Single-inclusive jet production in electron-nucleon collisions through next-to-next-to-leading order in perturbative QCD
Gabriel Abelof, Radja Boughezal, Xiaohui Liu, Frank Petriello
TL;DR
This work delivers the complete ${\cal O}(\alpha^2\alpha_s^2)$ NNLO corrections to single-inclusive jet production in electron-nucleon collisions, a key process for the Electron-Ion Collider program. The authors employ the ${\cal N}$-jettiness subtraction method, partitioning phase space at ${\cal T}_1^{cut}$ and using SCET to compute the below-cut piece while obtaining the above-cut contribution from an NLO two-jet DIS calculation; the calculation also includes photon-initiated channels and a novel quark-in-lepton distribution arising from $\gamma\to q\bar{q}$ splittings via DGLAP evolution.

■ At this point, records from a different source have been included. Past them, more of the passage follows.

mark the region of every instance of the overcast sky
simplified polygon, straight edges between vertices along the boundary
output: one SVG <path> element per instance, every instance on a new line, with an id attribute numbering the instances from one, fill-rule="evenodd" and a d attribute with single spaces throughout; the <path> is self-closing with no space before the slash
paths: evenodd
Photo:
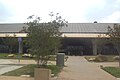
<path id="1" fill-rule="evenodd" d="M 120 23 L 120 0 L 0 0 L 0 23 L 22 23 L 30 15 L 50 21 L 60 13 L 69 23 Z"/>

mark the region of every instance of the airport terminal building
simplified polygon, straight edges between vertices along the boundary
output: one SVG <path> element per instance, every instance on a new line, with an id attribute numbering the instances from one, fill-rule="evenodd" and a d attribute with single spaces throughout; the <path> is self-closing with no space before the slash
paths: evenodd
<path id="1" fill-rule="evenodd" d="M 113 27 L 114 23 L 68 23 L 67 27 L 62 27 L 62 49 L 69 55 L 96 55 L 98 35 L 104 39 L 108 26 Z M 22 32 L 28 26 L 23 23 L 0 24 L 0 37 L 26 37 L 27 33 Z M 103 54 L 117 53 L 114 45 L 107 43 L 104 45 Z"/>

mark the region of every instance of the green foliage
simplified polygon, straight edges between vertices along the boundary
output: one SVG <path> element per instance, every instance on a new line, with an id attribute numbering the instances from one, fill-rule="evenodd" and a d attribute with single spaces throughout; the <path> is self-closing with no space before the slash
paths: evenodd
<path id="1" fill-rule="evenodd" d="M 40 23 L 40 17 L 30 16 L 32 21 L 28 22 L 28 41 L 31 53 L 35 55 L 38 66 L 46 65 L 49 55 L 55 54 L 60 47 L 61 33 L 59 29 L 64 26 L 61 17 L 48 23 Z"/>
<path id="2" fill-rule="evenodd" d="M 120 78 L 120 68 L 117 67 L 103 67 L 103 70 L 107 71 L 111 75 Z"/>

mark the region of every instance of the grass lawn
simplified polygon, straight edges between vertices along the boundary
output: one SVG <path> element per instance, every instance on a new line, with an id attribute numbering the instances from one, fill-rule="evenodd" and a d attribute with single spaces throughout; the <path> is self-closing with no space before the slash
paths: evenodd
<path id="1" fill-rule="evenodd" d="M 103 67 L 103 70 L 110 73 L 111 75 L 120 78 L 120 68 L 118 67 Z"/>
<path id="2" fill-rule="evenodd" d="M 114 59 L 115 55 L 102 55 L 100 56 L 85 56 L 87 61 L 90 61 L 90 58 L 97 58 L 93 60 L 94 62 L 116 62 L 117 60 Z M 103 60 L 104 59 L 104 60 Z"/>
<path id="3" fill-rule="evenodd" d="M 13 57 L 8 57 L 10 53 L 0 53 L 0 59 L 18 59 L 18 53 L 15 53 Z M 31 59 L 31 58 L 26 58 L 22 57 L 22 54 L 20 55 L 21 59 Z"/>
<path id="4" fill-rule="evenodd" d="M 36 68 L 37 65 L 35 64 L 30 64 L 30 65 L 26 65 L 22 68 L 7 72 L 3 75 L 6 76 L 21 76 L 21 75 L 30 75 L 31 77 L 34 77 L 34 68 Z M 54 74 L 55 76 L 58 75 L 58 73 L 61 71 L 60 67 L 57 67 L 55 65 L 48 65 L 45 68 L 47 69 L 51 69 L 52 74 Z"/>

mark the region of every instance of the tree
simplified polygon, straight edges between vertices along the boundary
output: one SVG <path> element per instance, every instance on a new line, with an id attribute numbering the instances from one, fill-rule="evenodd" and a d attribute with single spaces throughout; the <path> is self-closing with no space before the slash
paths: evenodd
<path id="1" fill-rule="evenodd" d="M 52 15 L 53 16 L 53 15 Z M 28 41 L 31 46 L 31 53 L 35 55 L 38 67 L 46 65 L 52 54 L 55 54 L 60 47 L 61 32 L 59 29 L 66 25 L 61 16 L 47 23 L 40 23 L 40 17 L 29 16 L 32 21 L 28 22 Z"/>
<path id="2" fill-rule="evenodd" d="M 113 27 L 108 26 L 108 34 L 110 40 L 115 45 L 117 52 L 119 53 L 119 67 L 120 67 L 120 25 L 114 24 Z"/>

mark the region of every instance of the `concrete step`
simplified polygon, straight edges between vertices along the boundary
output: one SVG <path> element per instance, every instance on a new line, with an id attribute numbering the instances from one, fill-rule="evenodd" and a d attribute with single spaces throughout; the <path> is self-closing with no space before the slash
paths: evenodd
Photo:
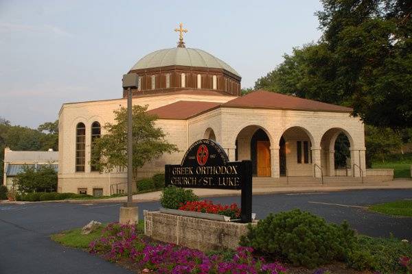
<path id="1" fill-rule="evenodd" d="M 281 177 L 278 179 L 271 177 L 253 177 L 253 188 L 265 188 L 273 187 L 316 187 L 328 186 L 385 186 L 388 183 L 382 182 L 378 177 L 361 177 L 352 176 L 325 176 L 323 184 L 321 178 L 313 177 Z"/>

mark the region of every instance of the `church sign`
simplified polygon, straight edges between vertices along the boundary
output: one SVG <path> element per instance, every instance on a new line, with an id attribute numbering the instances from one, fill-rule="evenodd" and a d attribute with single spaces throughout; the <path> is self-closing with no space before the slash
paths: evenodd
<path id="1" fill-rule="evenodd" d="M 193 143 L 181 164 L 166 164 L 165 182 L 165 186 L 241 190 L 242 221 L 251 221 L 252 163 L 229 162 L 224 149 L 211 140 Z"/>

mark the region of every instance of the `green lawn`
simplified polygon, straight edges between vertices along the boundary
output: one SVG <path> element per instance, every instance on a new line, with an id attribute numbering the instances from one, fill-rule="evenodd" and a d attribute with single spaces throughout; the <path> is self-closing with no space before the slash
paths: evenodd
<path id="1" fill-rule="evenodd" d="M 66 230 L 56 234 L 52 235 L 51 238 L 55 242 L 57 242 L 65 247 L 87 249 L 89 245 L 94 240 L 100 238 L 102 236 L 102 230 L 106 224 L 103 224 L 102 227 L 96 229 L 96 231 L 90 234 L 82 234 L 82 227 L 75 228 L 73 229 Z M 137 229 L 141 233 L 144 231 L 144 221 L 139 221 Z"/>
<path id="2" fill-rule="evenodd" d="M 374 162 L 372 163 L 372 169 L 393 169 L 396 178 L 410 178 L 412 165 L 411 153 L 405 153 L 403 156 L 395 155 L 392 158 L 393 159 L 385 160 L 385 163 L 381 161 Z"/>
<path id="3" fill-rule="evenodd" d="M 412 217 L 412 200 L 400 200 L 369 207 L 369 210 L 393 216 Z"/>
<path id="4" fill-rule="evenodd" d="M 75 228 L 52 235 L 52 240 L 65 247 L 87 249 L 91 241 L 102 236 L 103 227 L 90 234 L 82 234 L 82 227 Z"/>

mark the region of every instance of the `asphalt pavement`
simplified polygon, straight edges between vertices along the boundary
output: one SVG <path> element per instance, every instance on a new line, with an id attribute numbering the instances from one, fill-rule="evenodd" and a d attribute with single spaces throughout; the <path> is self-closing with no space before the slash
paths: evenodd
<path id="1" fill-rule="evenodd" d="M 240 197 L 207 198 L 214 202 L 240 202 Z M 412 199 L 412 190 L 377 190 L 332 192 L 253 195 L 253 212 L 258 219 L 271 212 L 300 208 L 336 223 L 347 220 L 359 233 L 378 237 L 392 234 L 412 240 L 412 218 L 391 217 L 369 212 L 368 205 Z M 126 269 L 80 249 L 64 247 L 50 235 L 83 226 L 91 220 L 118 219 L 121 203 L 0 203 L 0 274 L 2 273 L 128 273 Z M 137 203 L 154 210 L 158 202 Z"/>

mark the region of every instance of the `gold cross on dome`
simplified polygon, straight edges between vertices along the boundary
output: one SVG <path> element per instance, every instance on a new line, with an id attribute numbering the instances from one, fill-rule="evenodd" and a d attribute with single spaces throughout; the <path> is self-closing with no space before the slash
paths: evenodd
<path id="1" fill-rule="evenodd" d="M 181 23 L 179 24 L 179 28 L 174 29 L 175 32 L 179 32 L 179 42 L 177 43 L 177 47 L 185 47 L 185 42 L 183 42 L 183 32 L 187 32 L 187 29 L 183 29 L 183 23 Z"/>

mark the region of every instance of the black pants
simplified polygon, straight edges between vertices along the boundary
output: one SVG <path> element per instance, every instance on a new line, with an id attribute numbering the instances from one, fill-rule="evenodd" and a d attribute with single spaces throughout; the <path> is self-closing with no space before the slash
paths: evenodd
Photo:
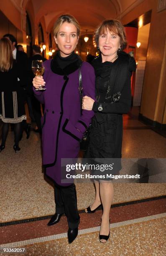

Validation is performed by reproducing known NNLO DIS structure functions upon integration and by demonstrating independence from ${\cal T}_1^{cut}$, with additional phenomenology for proposed EIC energies showing nontrivial channel interplay across jet kinematics. The results are implemented in the DISTRESS code, enabling precise, fully differential predictions for jet production at the EIC and highlighting the importance of NNLO corrections for accurate proton structure studies.
Abstract
We compute the ${\cal O}(α^2α_s^2)$ perturbative corrections to inclusive jet production in electron-nucleon collisions. This process is of particular interest to the physics program of a future Electron Ion Collider (EIC). We include all relevant partonic processes, including deep-inelastic scattering contributions, photon-initiated corrections, and parton-parton scattering terms that first appear at this order. Upon integration over the final-state hadronic phase space we validate our results for the deep-inelastic corrections against the known next-to-next-to-leading order (NNLO) structure functions. Our calculation uses the $N$-jettiness subtraction scheme for performing higher-order computations, and allows for a completely differential description of the deep-inelastic scattering process. We describe the application of this method to inclusive jet production in detail, and present phenomenological results for the proposed EIC. The NNLO corrections have a non-trivial dependence on the jet kinematics and arise from an intricate interplay between all contributing partonic channels.